What is the domain of $\arctan \left( x \right)$?
(a) real numbers
(b) natural numbers
(c) $\left( -\dfrac{\pi }{2},\dfrac{\pi }{2} \right)$
(d) None of these

Answer 1

Hint: In this given problem, we are given with the arctan function which is said to be the inverse function of the tangent function. So, to find the result, we first check out the range of the function $\tan \left( x \right)$. Once we have done that, we need to check if we can form a function between that range and the domain of $\tan \left( x \right)$, which is well defined. And if we can find something of that sort, we will get our result.

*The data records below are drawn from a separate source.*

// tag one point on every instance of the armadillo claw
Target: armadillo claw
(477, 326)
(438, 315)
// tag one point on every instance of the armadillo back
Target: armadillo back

Complete step by step solution:
According to the question, we are trying to find the domain of $\arctan \left( x \right)$.
To start with, In mathematics, the inverse trigonometric functions (occasionally also called arcus functions, anti-trigonometric functions or cyclometric functions) are the inverse functions of the trigonometric functions (with suitably restricted domains). Specifically, they are the inverses of the sine, cosine, tangent, cotangent, secant, and cosecant functions, and are used to obtain an angle from any of the angle's trigonometric ratios.
Thus, $\arctan \left( x \right)$tells us about the inverse function of the tangent function.
The function tan(x) is a many to one periodic function, so to define an inverse function requires that we restrict its domain (or restrict the range of the inverse function).
So, the inverse function gives us a domain of the inverse function of the tangent function.
The function $\tan \left( x \right)$ is a many to one periodic function, so to define an inverse function requires that we restrict its domain (or restrict the range of the inverse function). Now again, if we consider the domain of $\tan \left( x \right)$ to $\left( -\dfrac{\pi }{2},\dfrac{\pi }{2} \right)$ , the function is one to one, continuous and unbounded over the given interval. Thus, we get a well defined function from the real numbers to $\left( -\dfrac{\pi }{2},\dfrac{\pi }{2} \right)$as $\arctan \left( x \right)$.
Hence, the domain of $\arctan \left( x \right)$is the whole of $\mathbb{R}$that is $\left( -\infty ,\infty \right)$ .
So, we have our solution as, (a) real numbers.

Note: In this problem, we have used the function $\arctan \left( x \right)$to get our solution. There are some specific properties of $\arctan \left( x \right)$to deal with. Some of them are stated here:
1.$\tan \left( \arctan \left( x \right) \right)=x$ 2.$\arctan \left( -x \right)=-\arctan \left( x \right)$ 3.$\arctan \left( a \right)\pm \arctan \left( b \right)=\arctan \left( \dfrac{a\pm b}{1\mp ab} \right)$